旅行に出る目的は、人それぞれだと思います。
自然の中でリフレッシュしたり、有名な観光地を訪れたり、その土地ならではの文化や食べ物を楽しんだり。友人や家族と過ごす旅もあれば、一人旅もあります。旅行は、私たちの日常に少し違った光を当て、生活に彩りを与えてくれます。
私も、毎年何度か旅行に出かけます。最近はいろんな事情で以前ほど気軽に行くことはできなくなりましたが、多少無理をしても、できるだけ早めに旅行のためのスケジュールを組むようにしています。出発の日が近づくにつれ、普段の自分の輪郭が少しずつゆるんでいくような心地よさを感じます。
普段の生活の中で、私たちはいろいろな役割を持っています。学校での自分、家での自分、友人の前での自分、SNS上の自分。そうした役割は大切なものですが、ときには少し窮屈に感じることもあります。
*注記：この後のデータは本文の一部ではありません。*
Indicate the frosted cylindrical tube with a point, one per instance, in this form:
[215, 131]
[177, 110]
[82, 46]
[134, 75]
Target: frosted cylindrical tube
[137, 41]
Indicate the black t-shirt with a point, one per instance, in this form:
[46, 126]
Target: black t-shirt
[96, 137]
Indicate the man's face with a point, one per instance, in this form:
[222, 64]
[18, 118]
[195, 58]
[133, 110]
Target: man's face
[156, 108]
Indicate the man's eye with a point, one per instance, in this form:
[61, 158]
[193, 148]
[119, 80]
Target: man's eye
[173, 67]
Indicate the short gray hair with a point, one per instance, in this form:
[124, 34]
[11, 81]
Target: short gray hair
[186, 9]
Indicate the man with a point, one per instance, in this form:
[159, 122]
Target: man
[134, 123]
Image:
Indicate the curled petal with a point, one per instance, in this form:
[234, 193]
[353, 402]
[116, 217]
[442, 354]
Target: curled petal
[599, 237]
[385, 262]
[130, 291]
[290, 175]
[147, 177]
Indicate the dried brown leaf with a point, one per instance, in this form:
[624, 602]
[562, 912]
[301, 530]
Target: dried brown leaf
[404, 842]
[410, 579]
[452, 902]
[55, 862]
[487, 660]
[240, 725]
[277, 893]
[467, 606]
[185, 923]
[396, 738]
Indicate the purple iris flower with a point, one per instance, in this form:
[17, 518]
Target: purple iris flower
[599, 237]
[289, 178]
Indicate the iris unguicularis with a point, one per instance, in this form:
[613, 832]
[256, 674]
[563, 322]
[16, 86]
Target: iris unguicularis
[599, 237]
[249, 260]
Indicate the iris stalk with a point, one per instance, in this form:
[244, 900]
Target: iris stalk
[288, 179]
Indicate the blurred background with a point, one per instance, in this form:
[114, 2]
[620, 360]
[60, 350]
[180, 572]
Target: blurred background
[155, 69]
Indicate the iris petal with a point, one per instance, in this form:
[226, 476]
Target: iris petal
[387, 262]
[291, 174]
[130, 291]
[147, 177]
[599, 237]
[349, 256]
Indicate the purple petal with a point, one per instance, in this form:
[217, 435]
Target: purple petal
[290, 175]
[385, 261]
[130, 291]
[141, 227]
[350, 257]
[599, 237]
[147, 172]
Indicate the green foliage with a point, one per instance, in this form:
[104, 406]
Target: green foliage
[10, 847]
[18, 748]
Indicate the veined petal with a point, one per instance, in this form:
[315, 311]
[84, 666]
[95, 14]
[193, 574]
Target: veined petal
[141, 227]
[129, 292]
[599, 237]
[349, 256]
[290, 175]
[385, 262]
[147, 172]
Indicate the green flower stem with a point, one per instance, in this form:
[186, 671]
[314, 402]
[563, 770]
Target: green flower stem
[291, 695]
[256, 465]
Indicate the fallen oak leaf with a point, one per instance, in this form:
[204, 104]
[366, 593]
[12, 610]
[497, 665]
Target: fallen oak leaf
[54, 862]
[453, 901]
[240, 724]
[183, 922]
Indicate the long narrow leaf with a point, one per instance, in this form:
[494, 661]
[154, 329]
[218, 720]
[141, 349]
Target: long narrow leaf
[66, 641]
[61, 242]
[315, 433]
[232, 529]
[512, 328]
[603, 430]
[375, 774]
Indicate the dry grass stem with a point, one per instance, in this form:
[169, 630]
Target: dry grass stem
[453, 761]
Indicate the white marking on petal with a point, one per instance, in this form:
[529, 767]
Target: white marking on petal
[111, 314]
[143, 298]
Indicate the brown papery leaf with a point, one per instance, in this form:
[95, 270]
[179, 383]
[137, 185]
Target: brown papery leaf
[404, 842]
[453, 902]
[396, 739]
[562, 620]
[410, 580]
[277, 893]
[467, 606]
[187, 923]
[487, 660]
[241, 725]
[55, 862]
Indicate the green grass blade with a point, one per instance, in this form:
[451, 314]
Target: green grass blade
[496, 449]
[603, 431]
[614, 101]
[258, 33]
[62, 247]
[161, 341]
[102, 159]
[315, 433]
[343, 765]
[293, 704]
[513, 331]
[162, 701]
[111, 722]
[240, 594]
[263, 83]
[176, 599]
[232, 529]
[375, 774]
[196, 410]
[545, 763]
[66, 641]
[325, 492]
旅先では、日常の人間関係や役割が消えて、何者でもない自分でいる感覚が生まれやすくなります。
文化人類学者のヴィクター・W・ターナーは、「もはや以前の自分ではないが、まだ新しい自分でもない」宙吊りの状態を表すために、リミナリティ(閾状態)という概念を用いました。旅行にも、少しそれに似たところがあります。いつもの自分が通用しないし、逆に別の自分になれるような錯覚をもたらす経験なのかもしれません。
何者でもない自分と書きましたが、実際はアイデンティティが崩壊する訳でなく、見慣れた駅、いつもの部屋、通い慣れた道、毎日の時間割といった日常のコードがほどけ、違うコードの中に再配置されるのだと思います。しかも旅先では、私は旅行者というどこか気楽な身分に守られています。安全性を十分にコントロールされた中での、小さな自己解体の経験と言えるかもしれません。ですから、旅行は、自分自身が、自分にとっての他者になるような錯覚を与えてくれますし、それは不安や心細さやスリルを含みこんだ一種の快楽になります。
旅行の目的は、外の世界にあるように見えます。けれども旅を終えて帰ってくるとき、見慣れた自分の部屋や日常が、うまく言えないけど少しだけ変わったように感じることがあります。私にとっての旅とは、新しい経験を得るだけでなく、自分の輪郭を柔軟にしておくために大事な行為のひとつなのだと思います。